Telecommunication Users Association of NZ (TUANZ) chief executive Craig Young says he was not overly surprised to learn that a proportion were still on such a slow speed.

“Two things are coming out here. One is that some are still on copper, distant from cabinets and cannot get wireless,” he said.

“Secondly, there is still some older wireless Rural Broadband Initiative (RBI) services that are under the constraint of capacity and are older technology.”

Like Hoggard, he believes the problems experienced were increasingly localised, to the point of household clusters within a district, rather than being widespread across a region.

“So, what you may be seeing is in some places with those conditions it is getting congested. It can come right down to a particular tower with these problems,” he said.

“With projects being done now, there is infilling going on in areas to fix those problems. But it won’t stop them altogether, it will keep happening as long as demand for data grows.”

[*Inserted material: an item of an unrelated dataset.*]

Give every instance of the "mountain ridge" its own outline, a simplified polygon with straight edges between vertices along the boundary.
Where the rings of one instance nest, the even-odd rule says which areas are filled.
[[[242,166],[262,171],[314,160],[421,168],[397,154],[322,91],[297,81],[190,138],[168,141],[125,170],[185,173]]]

The survey also revealed 60% of rural users have access to 4G cellular. While that appeared a reasonable amount, Hoggard cautioned it did not indicate how much of a farm’s footprint might receive that level of coverage.

“For us, we get three to four bar coverage, but it is only over 50% of the farm, the rest is gone.”

At TUANZ’s online symposium this week, Wireless Internet Service Providers Mike Smith chair said cellphone via WiFi technology offered an emerging solution to farmers seeking better cellular connectivity in difficult cellphone regions.

Young says any funding post-RBI had to recognise there was a constant need to upgrade technology.

“The more it gets used, the more it will get congested,” he said.

He says the Rugby World Cup and covid-19 lockdown had been two key catalysts to keeping the infrastructure upgrades continuing, and he welcomed what appeared to be continuing cross-party support among politicians to hold fast to broadband plans.

Smith says the challenge for rural broadband delivery using wireless services was the high operating costs that accompanied the technology. 

Fibre to rural users would always be hard to justify economically and while RBI 1 and 2 had significantly lifted coverage nationally, there remained work to be done in parts of the country.

“The additional $50 million on offer is welcomed, over the next 10 years much more will be needed as we upgrade to meet demand. We do not want the gap to widen in 10 years’ time, when we have been working hard to close it,” he said.

“The Netflix era has changed things and rural networks need to keep up with it.”